Photos by Amanda Coen for Ecouterre
Adrienne Antonson of State designs clothing according to her own calendar. Turned off by the fast fashion cycle, Antonson takes a thoughtful and resourceful approach to life as much as to fashion. Her line features handmade organic cotton britches, smocks and silk tops reconstructed from tops that she has collected during her travels throughout the US. Ecouterre’s Amanda Coen had the chance to catch up with Antonson in her Brooklyn studio one morning to hear about her work process and State’s latest developments.
Antonson knows what it takes to run a successful, small business- good relationships and a strong work ethic- and she carries these values with her wherever she sets up shop. The designer has lived in various locations throughout the years. She majored in Studio Art at the College of Charleston, SC and resided there for eight years while establishing Spinster, her first clothing company. She next found herself on Vashon Island, WA, where she lived and worked on an Alpaca farm and learned the art of felting. Ready to dive in and make things happen, she moved to Brooklyn and has since become deeply ingrained in the ethical fashion community. However, ties to her former residences make subtle appearances in the details of her work.

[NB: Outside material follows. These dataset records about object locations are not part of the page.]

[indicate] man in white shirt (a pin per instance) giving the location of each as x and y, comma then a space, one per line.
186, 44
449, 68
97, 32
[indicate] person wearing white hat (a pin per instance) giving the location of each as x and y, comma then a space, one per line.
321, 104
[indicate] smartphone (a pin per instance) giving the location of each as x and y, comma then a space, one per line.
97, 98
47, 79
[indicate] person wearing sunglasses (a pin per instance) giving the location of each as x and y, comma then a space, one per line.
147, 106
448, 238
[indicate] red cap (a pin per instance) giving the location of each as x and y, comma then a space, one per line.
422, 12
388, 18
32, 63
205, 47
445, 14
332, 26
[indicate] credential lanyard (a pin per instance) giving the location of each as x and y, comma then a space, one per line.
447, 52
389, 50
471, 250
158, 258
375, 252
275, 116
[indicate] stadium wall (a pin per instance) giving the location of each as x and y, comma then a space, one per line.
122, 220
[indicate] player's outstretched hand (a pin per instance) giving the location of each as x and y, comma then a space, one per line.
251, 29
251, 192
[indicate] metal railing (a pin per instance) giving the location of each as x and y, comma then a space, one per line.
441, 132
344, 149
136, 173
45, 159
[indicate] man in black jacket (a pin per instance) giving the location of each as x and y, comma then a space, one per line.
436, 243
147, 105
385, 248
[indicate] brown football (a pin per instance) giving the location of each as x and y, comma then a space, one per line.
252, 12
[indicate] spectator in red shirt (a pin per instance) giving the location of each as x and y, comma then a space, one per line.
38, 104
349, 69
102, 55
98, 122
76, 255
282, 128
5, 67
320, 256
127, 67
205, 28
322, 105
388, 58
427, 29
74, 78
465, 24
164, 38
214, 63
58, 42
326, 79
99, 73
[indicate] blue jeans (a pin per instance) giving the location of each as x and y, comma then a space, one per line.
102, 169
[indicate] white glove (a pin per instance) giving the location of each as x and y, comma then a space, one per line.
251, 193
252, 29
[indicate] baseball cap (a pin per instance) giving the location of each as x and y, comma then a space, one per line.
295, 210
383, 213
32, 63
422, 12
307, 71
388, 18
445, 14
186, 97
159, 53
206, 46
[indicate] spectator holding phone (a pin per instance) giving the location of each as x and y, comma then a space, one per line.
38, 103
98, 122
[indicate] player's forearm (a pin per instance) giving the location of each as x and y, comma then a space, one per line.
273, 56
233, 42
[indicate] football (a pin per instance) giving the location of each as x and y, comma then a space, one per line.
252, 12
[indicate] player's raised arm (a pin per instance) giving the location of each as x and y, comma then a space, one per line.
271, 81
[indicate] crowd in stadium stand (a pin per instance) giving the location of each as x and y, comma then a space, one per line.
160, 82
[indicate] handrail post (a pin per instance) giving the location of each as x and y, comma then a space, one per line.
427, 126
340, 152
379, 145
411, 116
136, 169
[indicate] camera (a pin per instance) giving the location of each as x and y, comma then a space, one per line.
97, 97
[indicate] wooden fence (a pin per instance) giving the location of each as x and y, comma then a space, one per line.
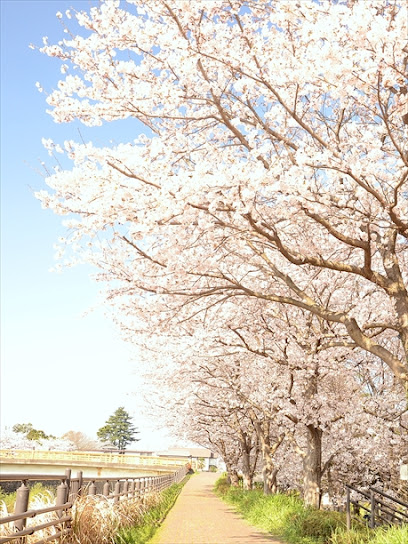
374, 508
68, 490
91, 457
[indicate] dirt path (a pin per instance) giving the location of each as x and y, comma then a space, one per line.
200, 517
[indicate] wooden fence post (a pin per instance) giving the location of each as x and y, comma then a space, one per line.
125, 488
21, 504
373, 508
76, 485
62, 491
105, 490
117, 491
92, 488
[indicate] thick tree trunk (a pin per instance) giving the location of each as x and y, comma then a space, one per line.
312, 467
233, 478
247, 473
270, 480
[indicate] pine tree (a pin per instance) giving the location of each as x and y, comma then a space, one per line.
118, 430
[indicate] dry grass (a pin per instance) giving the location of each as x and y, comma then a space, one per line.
39, 501
97, 519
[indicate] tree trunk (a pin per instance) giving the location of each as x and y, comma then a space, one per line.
247, 473
312, 467
270, 480
233, 478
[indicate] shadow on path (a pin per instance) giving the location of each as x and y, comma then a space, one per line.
200, 517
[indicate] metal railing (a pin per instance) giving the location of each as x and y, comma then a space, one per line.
91, 457
374, 508
68, 490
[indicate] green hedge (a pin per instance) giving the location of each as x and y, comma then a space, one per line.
285, 516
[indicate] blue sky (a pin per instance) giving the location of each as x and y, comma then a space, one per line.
59, 370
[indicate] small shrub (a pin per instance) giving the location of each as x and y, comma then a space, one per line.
314, 525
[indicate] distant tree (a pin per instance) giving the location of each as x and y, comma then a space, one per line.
23, 428
118, 430
30, 433
80, 440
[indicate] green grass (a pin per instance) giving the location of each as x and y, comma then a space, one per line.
286, 516
36, 490
152, 519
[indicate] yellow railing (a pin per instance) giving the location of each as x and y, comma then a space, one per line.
91, 457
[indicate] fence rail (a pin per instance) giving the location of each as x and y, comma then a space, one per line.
91, 457
68, 490
378, 508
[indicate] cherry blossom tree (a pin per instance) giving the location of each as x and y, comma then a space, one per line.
273, 159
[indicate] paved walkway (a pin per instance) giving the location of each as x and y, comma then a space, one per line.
200, 517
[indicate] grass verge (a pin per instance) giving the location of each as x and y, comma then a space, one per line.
286, 516
150, 521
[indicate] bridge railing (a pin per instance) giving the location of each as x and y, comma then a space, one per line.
91, 457
374, 508
14, 527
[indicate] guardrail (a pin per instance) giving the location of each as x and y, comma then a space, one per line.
68, 490
378, 508
91, 457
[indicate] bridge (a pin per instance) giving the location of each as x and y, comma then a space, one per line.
93, 465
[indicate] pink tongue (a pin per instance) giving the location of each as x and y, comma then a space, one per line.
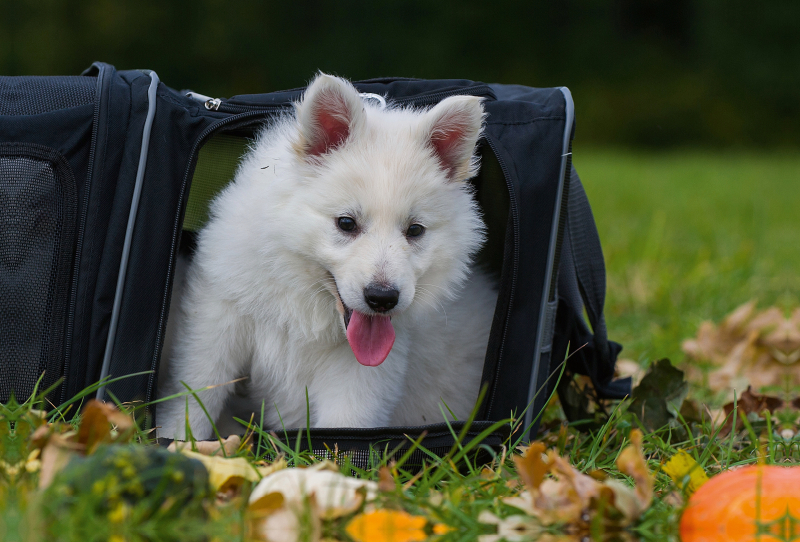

Antonson is always on the lookout for ways to repurpose materials in her path. She has found a treasure trove of fabrics at an upholstery shop on her walk to work that she transforms into beautiful, finished designs that give no hints that the fabrics were originally destined for furniture. She describes another gem she found during her travels around the country, “Driving around the rural south, I found this one fabric store- it was like it had shut its doors in the ‘50s. Everything was so cheap and there were incredible prints and they were just trying to get rid of it. No one knew this place existed. So just finding odd waste streams like that. Working sustainably, working in small batches.”
Because all her pieces are made by hand, Antonson has carefully curated an intimate, reliable team of skilled individuals to help her achieve her visions. A small team works with her in her Gowanus studio to carry out the creative and business aspects of the company. Beyond that, there are only three people who are actually involved in the production process and each works from home in a cottage industry type manner. The first is her good friend, Heather Koonse of Charleston Garment Manufactory. Koonse helps Antonson with thrifting and transforms the items she sources into State’s trademark smock dresses and silk tops. The second is a Joyce Vollmer in rural Pennsylvania who Antonson was directed to by a woman she met at an opening at the Textile Arts Center in Brooklyn. The third is Antonson herself. “I made a numbered diagram of how you make [the smocks and tops], how you cut them, what order I do things in, A to Z.” explains Antonson. “It’s not mind-numbing production. You’re making tiny decisions with each piece because they’re not all the same.”
By creating designs that follow a certain formula, Antonson encourages Koonse and Vollmer to play a relatively creative role when constructing the final garments. The process therefore becomes more collaborative and empowering for the seamstresses involved. Additionally, each smock dress and silk top is unique yet consistent as dictated by the given design parameters. Antonson later dyes select finished pieces using indigo and other natural dyes or adorns them with prints or hand-painted designs that she develops in collaboration with her French assistant, Marion Payen.
Antonson’s former fine arts approach to fashion has evolved slightly to emphasize simpler, yet highly creative and resourceful designs. She explains: “It’s been funny to me since I’ve made such elaborate art pieces for so long to be driven to make these everyday basics. But after years of ‘speciality’ items I found I was craving the things I wanted to wear every day. And any good label needs to address those staples. I really see State growing into a large lifestyle brand and so this first collection is really the foundation of everything that will come.”
While Antonson has created a very personal, and what some may consider, arduous work process, she strives to keep her prices reasonable. Her previous couture work was very high-end and she found it depressing that her friends couldn’t access the beautiful designs she was producing. By stepping back, re-assessing and formulizing her work process to an extent, Antonson has found a way to balance the philosophical and fiscal concerns of running a small business while creating a price point that stresses quality over quantity but remains within reach. (On average, prices range from $32-90 depending on style, dye and print treatment.)
To keep State’s prices fairly low, online sales are key. “We can sit around and all pat each other on the back about sustainable design and how great it is,” says Antonson. “But until it’s affordable… until someone like me who doesn’t shop says, ‘I can buy that.’ Because I sell online I can do that; but the minute I started thinking about wholesale, it’s a totally different game and everything shifts and I think it becomes a lot less accessible for a lot of people.”
While State is currently an online retailer, select items can be found at NuBe Green, an eco-boutique in Seattle, and at select events. Additionally, Antonson is teaming up with 12 other New York-based designers to offer an alternative to the online commerce model. Harking back to the days of dELiA*s, the crew is gearing up to offer a catalog that will feature limited edition items from designers as well as special pop-outs and graphic collector’s items. The secret- only those who receive the catalog will be able to see the online code that will give them access to a webpage where they can then place orders for the items featured in the catalog. Pre-sale orders for the catalog take place in mid-May through State’s online shop and they will miraculously arrive at your doorstep in early June 2013. Be on the lookout!